Все настойчивые попытки Бориса снова сблизиться с Милочкой кончались неудачей. Она неохотно и холодно разговаривала с ним по телефону и каждый раз, ссылаясь на какие-то неотложные дела, отказывалась о г встречи с ним.
Впервые избалованный и самоуверенный Борис натолкнулся на такое отношение к себе. Порою он в сердцах ругал себя: «Тряпка, бесхарактерный мальчишка, привязался к юбке и не можешь отстать...» И решал не звонить больше к Толстяковым. Но проходил день, другой — и он снова звонил и просил выйти хоть на пять минут «для серьезного разговора».

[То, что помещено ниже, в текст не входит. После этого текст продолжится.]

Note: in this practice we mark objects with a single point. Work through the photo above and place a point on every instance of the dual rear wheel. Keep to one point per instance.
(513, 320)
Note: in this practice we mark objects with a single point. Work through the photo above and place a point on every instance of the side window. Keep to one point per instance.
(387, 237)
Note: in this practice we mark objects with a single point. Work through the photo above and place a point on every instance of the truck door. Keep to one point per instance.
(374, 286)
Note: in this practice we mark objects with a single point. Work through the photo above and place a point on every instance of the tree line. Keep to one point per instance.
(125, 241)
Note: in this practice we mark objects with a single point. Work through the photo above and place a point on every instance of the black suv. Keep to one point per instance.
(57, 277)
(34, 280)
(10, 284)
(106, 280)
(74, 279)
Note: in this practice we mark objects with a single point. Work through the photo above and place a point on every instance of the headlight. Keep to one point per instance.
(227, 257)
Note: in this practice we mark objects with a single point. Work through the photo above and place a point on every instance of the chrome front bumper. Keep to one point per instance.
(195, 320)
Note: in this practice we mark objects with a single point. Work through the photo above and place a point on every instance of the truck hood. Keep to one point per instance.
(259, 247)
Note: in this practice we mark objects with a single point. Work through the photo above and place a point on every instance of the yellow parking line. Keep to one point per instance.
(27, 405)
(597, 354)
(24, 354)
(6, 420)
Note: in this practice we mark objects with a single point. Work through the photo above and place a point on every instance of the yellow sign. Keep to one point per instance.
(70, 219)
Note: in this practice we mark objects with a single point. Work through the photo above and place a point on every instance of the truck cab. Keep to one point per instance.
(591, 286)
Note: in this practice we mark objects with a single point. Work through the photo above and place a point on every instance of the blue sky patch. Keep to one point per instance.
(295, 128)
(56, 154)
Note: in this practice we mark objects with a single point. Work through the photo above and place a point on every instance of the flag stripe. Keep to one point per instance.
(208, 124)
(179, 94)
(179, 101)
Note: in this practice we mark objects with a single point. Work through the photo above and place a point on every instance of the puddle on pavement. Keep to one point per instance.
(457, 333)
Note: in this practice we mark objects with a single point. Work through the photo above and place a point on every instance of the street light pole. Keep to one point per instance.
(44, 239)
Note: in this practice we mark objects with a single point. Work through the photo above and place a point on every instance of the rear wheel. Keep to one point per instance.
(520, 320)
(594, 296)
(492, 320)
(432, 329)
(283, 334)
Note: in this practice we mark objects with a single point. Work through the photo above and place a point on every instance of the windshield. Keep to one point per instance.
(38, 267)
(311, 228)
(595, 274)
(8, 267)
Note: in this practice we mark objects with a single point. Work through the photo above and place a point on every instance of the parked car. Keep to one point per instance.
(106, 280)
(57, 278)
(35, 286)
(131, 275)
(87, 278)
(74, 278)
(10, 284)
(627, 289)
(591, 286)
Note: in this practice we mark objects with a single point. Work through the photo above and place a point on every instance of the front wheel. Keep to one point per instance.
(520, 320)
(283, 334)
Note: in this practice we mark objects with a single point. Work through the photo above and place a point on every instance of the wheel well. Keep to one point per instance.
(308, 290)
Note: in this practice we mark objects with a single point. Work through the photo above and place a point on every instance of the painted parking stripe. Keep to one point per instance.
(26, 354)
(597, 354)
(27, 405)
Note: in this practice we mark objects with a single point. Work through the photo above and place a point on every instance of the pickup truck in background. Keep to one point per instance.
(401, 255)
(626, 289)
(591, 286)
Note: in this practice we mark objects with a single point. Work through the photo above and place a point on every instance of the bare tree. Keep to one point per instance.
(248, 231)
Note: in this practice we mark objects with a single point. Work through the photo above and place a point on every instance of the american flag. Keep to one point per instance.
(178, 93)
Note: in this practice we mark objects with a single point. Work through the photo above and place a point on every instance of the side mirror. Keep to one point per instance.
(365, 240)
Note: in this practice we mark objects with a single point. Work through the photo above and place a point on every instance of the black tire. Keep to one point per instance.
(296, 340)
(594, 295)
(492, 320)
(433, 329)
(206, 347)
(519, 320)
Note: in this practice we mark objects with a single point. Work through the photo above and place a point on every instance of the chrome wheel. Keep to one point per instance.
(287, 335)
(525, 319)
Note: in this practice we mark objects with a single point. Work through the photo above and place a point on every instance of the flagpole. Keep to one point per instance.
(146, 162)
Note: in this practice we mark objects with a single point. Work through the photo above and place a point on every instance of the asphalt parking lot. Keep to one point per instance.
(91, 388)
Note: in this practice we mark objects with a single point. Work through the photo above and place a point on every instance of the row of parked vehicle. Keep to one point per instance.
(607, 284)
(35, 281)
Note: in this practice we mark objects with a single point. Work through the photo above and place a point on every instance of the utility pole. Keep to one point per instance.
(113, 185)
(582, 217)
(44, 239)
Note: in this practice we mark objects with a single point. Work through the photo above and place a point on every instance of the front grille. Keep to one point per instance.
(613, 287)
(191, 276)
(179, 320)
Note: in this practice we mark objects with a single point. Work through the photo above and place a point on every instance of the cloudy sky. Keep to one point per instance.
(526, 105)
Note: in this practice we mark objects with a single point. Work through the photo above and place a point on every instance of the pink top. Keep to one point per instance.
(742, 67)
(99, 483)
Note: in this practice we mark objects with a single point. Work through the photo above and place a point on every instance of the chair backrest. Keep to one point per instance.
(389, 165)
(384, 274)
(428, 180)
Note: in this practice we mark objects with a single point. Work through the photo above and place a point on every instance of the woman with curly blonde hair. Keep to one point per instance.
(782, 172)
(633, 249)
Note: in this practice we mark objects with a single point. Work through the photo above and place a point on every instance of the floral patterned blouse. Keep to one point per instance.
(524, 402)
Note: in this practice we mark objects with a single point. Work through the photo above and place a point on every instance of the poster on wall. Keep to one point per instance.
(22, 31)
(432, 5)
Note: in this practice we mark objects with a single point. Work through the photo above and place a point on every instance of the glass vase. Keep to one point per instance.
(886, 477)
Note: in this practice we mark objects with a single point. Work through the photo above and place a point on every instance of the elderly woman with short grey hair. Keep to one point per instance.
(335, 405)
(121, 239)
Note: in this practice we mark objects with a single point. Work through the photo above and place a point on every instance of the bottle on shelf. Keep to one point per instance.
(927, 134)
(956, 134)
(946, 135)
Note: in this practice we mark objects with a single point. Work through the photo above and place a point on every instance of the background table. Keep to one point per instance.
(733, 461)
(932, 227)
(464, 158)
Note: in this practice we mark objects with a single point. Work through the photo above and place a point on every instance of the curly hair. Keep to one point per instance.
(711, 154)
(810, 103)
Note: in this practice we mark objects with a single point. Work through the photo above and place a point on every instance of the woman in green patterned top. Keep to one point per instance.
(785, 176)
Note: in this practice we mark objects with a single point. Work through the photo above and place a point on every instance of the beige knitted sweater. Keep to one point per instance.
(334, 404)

Борис сам не отдавал себе отчета, что руководило им в этом упорном преследовании Милочки — пробудившееся в его душе серьезное и глубокое чувство или уязвленное самолюбие эгоиста. Но порой ему казалось, что он дня не может прожить без Милочки.
И вот в один из таких дней он решил сказать Милочке о своей любви, просить ее руки. Он был убежден, что Милочка ему не откажет: «В конечном итоге, предел мечтаний всякой девушки — выйти замуж и устроить свою жизнь,— рассуждал он с цинизмом.— Она согласится! Почему бы и нет? Где она найдет лучшею мужа?..»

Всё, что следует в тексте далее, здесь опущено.